More broadly, developers have a profound impact on the built environment and the lives of those who reside in that space. Community building is complicated. There are lots of moving parts. I hesitate to make sweeping generalizations, but developers do have a responsibility to build communities that are guided by equity and inclusion. That belief is a core philosophy of SAA | EVI. There are certainly developers who don’t consider that to be part of their business models. In many instances that may not be out of malice. Maybe their development team has an expertise in a certain product type. For example, a development shop only develops market rate housing or office space and they don’t know how to finance LIHTC deals or aren’t comfortable developing in neighborhoods with certain socio-economic challenges. Be that as it may, there are still many ways for those companies to do their part and promote equity and inclusion. The developer could, for instance, instruct their GC to hire MWBE subs on the job site; build more TI into their development budget to give a business an opportunity and help pay for that business to occupy space; offer favorable lease terms; or maybe take a 12% return instead of 15%. Those are just some examples. The point here is that there are a number of ways to develop responsibly and be cognizant of social justice and inclusive development - regardless of the sector that you specialize in. The reality is that if you specialize in something then you can find a way to make it work. Developers, lenders, and investors simply need to make a conscious decision to be part of the solution, not part of the problem. If everyone in our industry committed to incorporating equity and inclusion into their deals then it would make a tremendously positive impact on society.
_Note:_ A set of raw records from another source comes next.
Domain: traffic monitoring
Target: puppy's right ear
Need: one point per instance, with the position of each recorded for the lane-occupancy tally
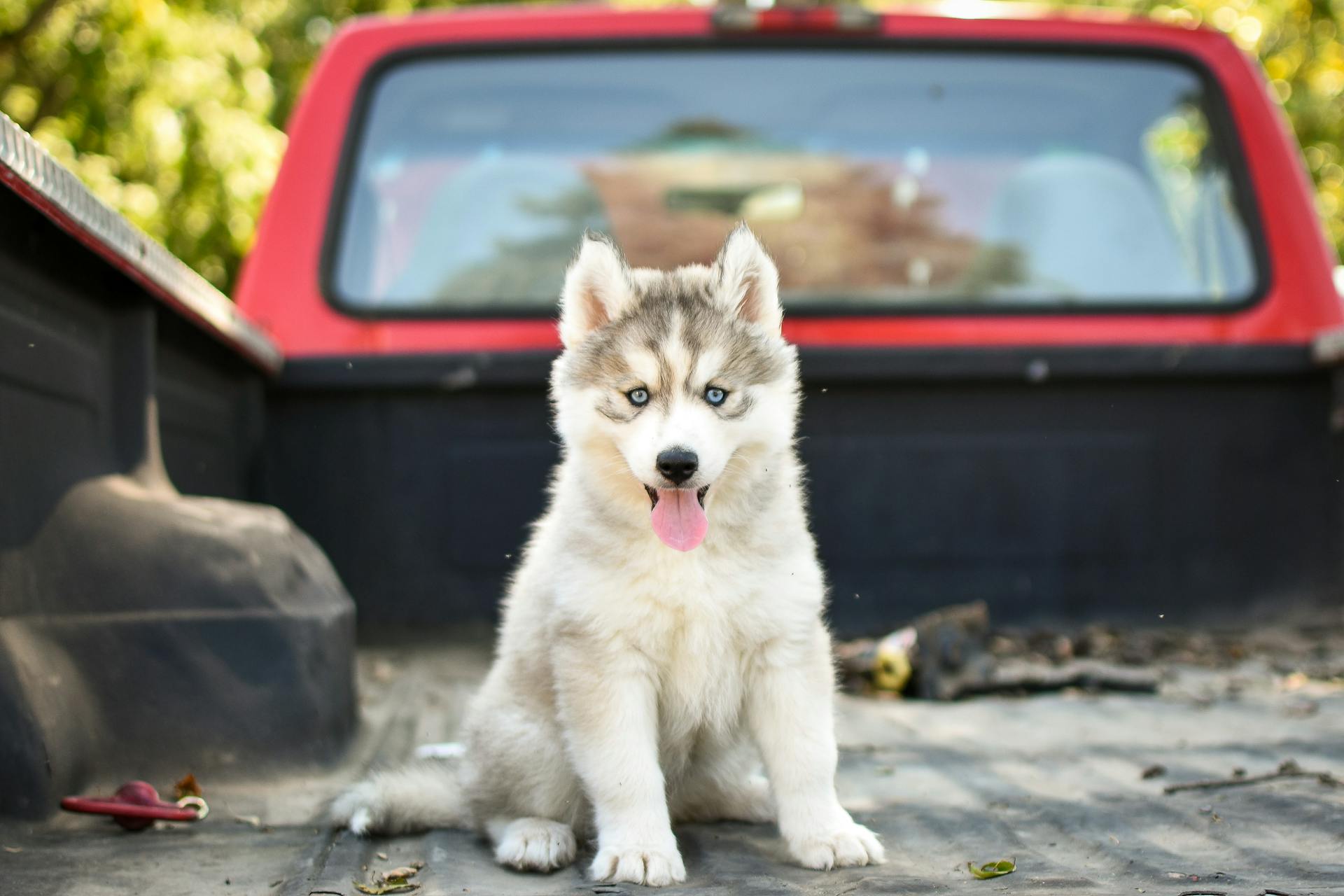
(597, 289)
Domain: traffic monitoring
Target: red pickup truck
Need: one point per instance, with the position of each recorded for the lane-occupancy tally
(1060, 298)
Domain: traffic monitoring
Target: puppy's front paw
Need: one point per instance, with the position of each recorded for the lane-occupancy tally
(359, 809)
(841, 848)
(638, 864)
(536, 844)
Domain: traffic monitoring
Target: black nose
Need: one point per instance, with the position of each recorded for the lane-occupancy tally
(678, 465)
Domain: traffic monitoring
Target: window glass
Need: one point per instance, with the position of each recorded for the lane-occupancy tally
(879, 179)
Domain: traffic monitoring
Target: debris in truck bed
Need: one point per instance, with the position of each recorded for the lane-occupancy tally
(1287, 769)
(993, 869)
(187, 786)
(391, 886)
(946, 656)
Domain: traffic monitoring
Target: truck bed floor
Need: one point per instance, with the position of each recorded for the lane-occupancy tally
(1050, 780)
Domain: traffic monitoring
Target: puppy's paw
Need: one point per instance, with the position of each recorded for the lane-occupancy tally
(638, 864)
(359, 809)
(841, 848)
(536, 844)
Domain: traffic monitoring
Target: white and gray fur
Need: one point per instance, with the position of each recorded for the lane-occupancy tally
(636, 685)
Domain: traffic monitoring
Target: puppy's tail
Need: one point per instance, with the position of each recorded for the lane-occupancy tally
(398, 801)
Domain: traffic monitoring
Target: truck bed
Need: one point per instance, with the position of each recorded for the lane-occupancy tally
(1051, 780)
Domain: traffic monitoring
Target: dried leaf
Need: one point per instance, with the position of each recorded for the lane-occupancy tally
(993, 869)
(186, 788)
(391, 886)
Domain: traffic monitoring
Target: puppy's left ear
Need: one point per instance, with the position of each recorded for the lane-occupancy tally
(597, 289)
(749, 282)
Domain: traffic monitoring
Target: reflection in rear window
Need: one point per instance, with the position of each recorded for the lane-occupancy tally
(879, 179)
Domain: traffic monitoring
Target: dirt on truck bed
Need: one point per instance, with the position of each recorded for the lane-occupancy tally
(1069, 785)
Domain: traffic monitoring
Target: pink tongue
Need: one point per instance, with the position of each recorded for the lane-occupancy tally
(679, 520)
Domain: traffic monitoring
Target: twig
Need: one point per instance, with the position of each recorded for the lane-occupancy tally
(1287, 769)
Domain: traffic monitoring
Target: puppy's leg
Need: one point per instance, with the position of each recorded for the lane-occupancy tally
(790, 711)
(723, 785)
(609, 708)
(531, 844)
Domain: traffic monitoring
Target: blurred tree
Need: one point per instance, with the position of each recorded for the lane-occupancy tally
(172, 111)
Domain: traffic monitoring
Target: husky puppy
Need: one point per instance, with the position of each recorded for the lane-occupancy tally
(663, 633)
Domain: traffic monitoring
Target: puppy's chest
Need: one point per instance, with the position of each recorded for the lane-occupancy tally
(701, 666)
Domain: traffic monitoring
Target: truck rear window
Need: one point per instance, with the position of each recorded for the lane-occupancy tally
(879, 179)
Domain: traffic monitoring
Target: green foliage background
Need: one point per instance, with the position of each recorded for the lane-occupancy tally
(172, 112)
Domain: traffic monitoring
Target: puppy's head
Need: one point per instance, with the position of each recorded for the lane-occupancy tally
(675, 384)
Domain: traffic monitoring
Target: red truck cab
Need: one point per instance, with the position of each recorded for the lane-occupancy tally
(960, 188)
(1054, 279)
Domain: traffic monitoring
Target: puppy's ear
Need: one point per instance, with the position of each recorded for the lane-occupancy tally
(597, 289)
(749, 282)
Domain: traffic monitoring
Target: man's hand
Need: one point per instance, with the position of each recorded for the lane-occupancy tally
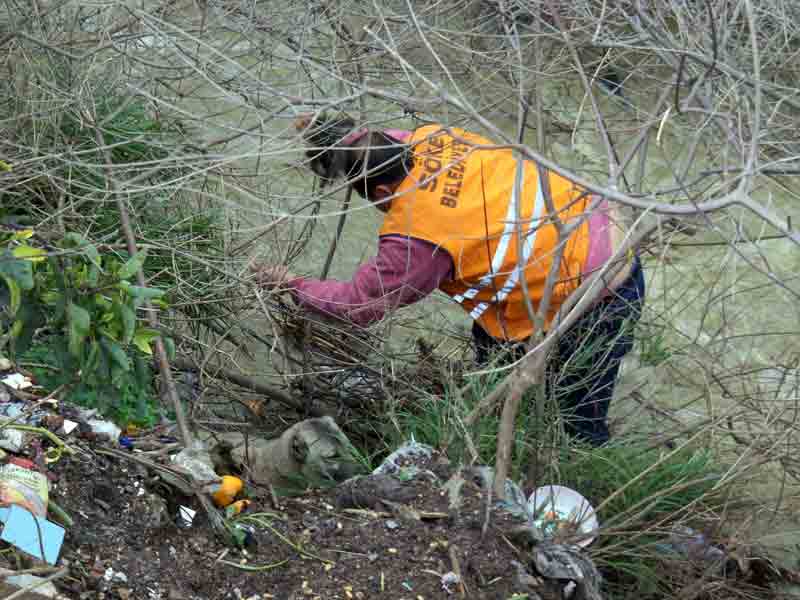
(271, 276)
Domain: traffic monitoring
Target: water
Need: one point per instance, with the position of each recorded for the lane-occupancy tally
(722, 330)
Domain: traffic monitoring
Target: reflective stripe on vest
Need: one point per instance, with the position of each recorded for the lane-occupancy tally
(502, 246)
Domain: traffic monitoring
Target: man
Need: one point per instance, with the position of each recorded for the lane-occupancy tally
(452, 224)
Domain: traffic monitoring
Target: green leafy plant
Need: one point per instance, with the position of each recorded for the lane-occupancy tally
(81, 308)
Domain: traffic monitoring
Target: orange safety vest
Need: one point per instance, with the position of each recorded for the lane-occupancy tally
(464, 200)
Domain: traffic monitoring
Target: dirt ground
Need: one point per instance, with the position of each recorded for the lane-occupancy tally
(317, 545)
(387, 536)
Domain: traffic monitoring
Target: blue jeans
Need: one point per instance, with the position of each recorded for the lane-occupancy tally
(584, 366)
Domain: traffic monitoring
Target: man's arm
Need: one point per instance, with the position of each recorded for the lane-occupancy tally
(404, 271)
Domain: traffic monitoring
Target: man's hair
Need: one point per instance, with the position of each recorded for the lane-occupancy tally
(378, 160)
(373, 159)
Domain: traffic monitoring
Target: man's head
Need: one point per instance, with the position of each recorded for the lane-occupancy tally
(374, 163)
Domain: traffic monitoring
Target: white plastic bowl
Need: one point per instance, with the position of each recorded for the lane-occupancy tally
(564, 504)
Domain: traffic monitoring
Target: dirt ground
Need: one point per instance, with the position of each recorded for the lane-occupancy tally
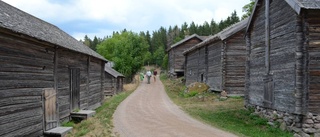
(148, 112)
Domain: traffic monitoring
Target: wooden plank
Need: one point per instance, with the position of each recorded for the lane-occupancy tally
(14, 126)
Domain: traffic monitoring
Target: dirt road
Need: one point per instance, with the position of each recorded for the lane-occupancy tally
(148, 112)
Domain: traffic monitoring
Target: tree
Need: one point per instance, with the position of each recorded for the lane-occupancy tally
(127, 50)
(247, 9)
(87, 41)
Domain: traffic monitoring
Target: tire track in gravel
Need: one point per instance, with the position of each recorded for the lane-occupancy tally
(148, 112)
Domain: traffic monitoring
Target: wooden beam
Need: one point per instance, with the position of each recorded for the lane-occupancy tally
(267, 37)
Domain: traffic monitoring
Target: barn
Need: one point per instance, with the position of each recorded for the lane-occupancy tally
(219, 60)
(283, 62)
(45, 75)
(176, 58)
(113, 81)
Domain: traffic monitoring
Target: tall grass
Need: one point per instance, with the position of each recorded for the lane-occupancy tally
(229, 115)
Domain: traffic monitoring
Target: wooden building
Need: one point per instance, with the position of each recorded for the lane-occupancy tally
(45, 74)
(113, 81)
(283, 53)
(219, 60)
(176, 58)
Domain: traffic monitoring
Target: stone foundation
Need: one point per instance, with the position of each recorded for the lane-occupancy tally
(302, 125)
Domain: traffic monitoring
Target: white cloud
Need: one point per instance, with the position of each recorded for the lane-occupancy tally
(136, 15)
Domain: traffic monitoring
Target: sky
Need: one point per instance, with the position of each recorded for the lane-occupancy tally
(102, 17)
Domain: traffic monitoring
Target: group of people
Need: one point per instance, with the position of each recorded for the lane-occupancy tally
(148, 75)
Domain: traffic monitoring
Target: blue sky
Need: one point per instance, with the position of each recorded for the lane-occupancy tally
(101, 17)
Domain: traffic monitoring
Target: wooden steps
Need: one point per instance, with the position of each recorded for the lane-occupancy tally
(83, 114)
(57, 132)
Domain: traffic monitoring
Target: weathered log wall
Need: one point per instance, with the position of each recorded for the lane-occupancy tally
(109, 84)
(96, 78)
(214, 76)
(176, 58)
(190, 73)
(26, 69)
(234, 64)
(282, 56)
(68, 59)
(202, 64)
(312, 17)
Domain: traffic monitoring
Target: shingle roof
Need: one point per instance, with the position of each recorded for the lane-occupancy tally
(186, 39)
(112, 71)
(222, 35)
(296, 5)
(21, 22)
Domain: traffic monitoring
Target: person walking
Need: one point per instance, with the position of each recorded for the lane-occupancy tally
(154, 75)
(148, 76)
(141, 76)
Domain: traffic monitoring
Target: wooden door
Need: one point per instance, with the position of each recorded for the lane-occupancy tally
(268, 91)
(74, 88)
(50, 109)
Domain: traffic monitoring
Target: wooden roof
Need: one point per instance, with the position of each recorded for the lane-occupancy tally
(113, 72)
(21, 22)
(186, 39)
(296, 5)
(222, 35)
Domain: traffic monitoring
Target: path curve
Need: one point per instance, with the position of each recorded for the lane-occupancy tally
(148, 112)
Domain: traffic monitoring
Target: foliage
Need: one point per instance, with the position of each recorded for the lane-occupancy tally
(165, 62)
(157, 42)
(127, 50)
(229, 114)
(248, 9)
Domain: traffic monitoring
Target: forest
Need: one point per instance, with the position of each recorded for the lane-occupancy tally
(130, 50)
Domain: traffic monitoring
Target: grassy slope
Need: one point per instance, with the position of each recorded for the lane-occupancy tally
(229, 115)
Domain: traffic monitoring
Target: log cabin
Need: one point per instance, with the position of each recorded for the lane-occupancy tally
(45, 74)
(113, 81)
(176, 58)
(283, 62)
(219, 61)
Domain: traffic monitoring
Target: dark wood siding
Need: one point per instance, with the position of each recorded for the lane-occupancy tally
(234, 64)
(283, 23)
(314, 60)
(176, 58)
(191, 74)
(26, 68)
(68, 59)
(256, 58)
(214, 76)
(109, 84)
(179, 59)
(95, 80)
(171, 61)
(202, 64)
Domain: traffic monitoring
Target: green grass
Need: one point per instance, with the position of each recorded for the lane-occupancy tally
(100, 124)
(229, 115)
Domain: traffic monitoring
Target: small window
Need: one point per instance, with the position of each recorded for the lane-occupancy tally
(202, 77)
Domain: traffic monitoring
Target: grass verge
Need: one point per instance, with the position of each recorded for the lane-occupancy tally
(101, 124)
(229, 115)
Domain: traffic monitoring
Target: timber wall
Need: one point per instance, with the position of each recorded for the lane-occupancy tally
(234, 64)
(26, 69)
(282, 56)
(214, 76)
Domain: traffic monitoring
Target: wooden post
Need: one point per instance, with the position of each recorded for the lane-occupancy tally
(55, 78)
(267, 37)
(88, 82)
(223, 64)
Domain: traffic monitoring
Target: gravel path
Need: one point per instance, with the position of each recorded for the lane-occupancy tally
(148, 112)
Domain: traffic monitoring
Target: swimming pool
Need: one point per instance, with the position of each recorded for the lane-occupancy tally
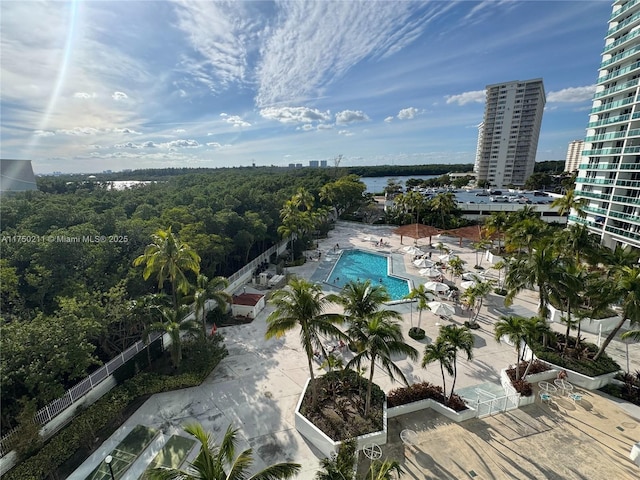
(354, 265)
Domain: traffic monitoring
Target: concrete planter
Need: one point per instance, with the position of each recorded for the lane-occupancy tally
(328, 446)
(583, 381)
(437, 406)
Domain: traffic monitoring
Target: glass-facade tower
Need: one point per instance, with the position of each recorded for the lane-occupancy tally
(609, 172)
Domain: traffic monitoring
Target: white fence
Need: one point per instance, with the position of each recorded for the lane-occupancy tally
(46, 414)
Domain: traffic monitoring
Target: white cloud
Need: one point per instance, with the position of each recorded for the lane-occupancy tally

It might take a full semester course to properly address this question! There are many challenges and the challenges shift depending on where you are in the country. For example, the problems in Buffalo and Rochester and Cleveland are much different than those facing cities like San Francisco or New York City or Boston. In Buffalo, housing is relatively affordable – but wages are very low. In New York City, wages are high – but the cost of housing is astronomical. In general, though, two of the largest challenges currently facing the affordable housing industry are 1) NIMBYs (Not in My Backyard) and 2) zoning restrictions. Municipalities need to be upzoned – like Minneapolis recently did – to make it easier for developers to build housing in and around popular neighborhoods that have access to resources. The power that NIMBYs are granted through zoning laws creates a tremendously inefficient housing market across the country. This is a personal opinion, but I think it is poor policy to allow, say, twenty people who oppose a project for a nebulous set of reasons to prevent the development of a building that might increase housing supply by, say, 140 units.